The week in customs: In customs, the start of the month also marked a significant change in the EU’s ‘de minimis’ regime.
From 1 July, the EU’s €150 ‘de minimis’ threshold below which goods imported into the bloc don’t attract customs fees was abolished. Instead of applying standard custom charges to these goods, a flat €3 fee will apply to every low-value item imported.

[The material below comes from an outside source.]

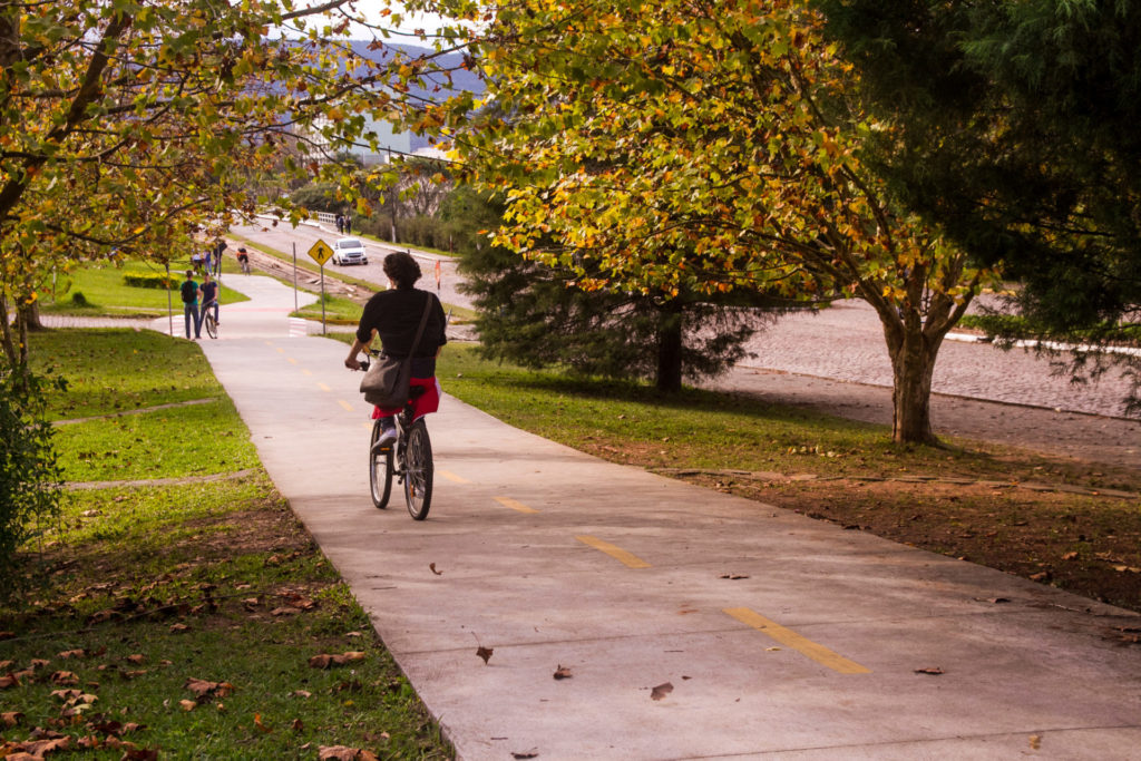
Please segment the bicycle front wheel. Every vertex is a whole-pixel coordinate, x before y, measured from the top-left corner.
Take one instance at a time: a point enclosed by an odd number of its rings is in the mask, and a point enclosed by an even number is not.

Orders containing multiple items will be subject to multiple €3 charges.
These changes follow the US’ removal of its exemption last year, and comes ahead of the UK’s plan to scrap its own de minimis, which was recently brought forward to October 2028 from March 2029.
Doherty provided a detailed explanation of the changes, as well as the points businesses should be considering in this video.
What else we covered: The Chartered Institute attended Multimodal 2026 this week – one of the UK’s leading logistics conferences.
We hosted panel sessions exploring topics from standards for customs intermediaries, how supply chains can adapt to the new geopolitical world order, UK border innovation and customs regulatory changes in the UK and EU. You can glean our team’s insights from that event here.
There were several updates for food and drink exporters, as Chartered Institute technical manager and SPS expert Joseph Goldsworthy outlined upcoming regulatory changes at the sector’s latest Special Interest Group and covered opportunities for food and drink exporters arising from recent UK trade deals.
True facts: A monumental weekend ahead for the US… Taylor Swift and Travis Kelce are finally tying the knot after much speculation as to the date.
That 4 July may have some significance to the wider nation, as the US will be celebrating its 250th anniversary of independence from the UK.
Aside from Ultimate Fighting Champion events on the White House lawn, US President Donald Trump has been marking the occasion by distancing himself from neighbours Canada and Mexico.
This week he stated he had no interest in renewing the US-Mexico-Canada Agreement, which his administration negotiated during his first term in office.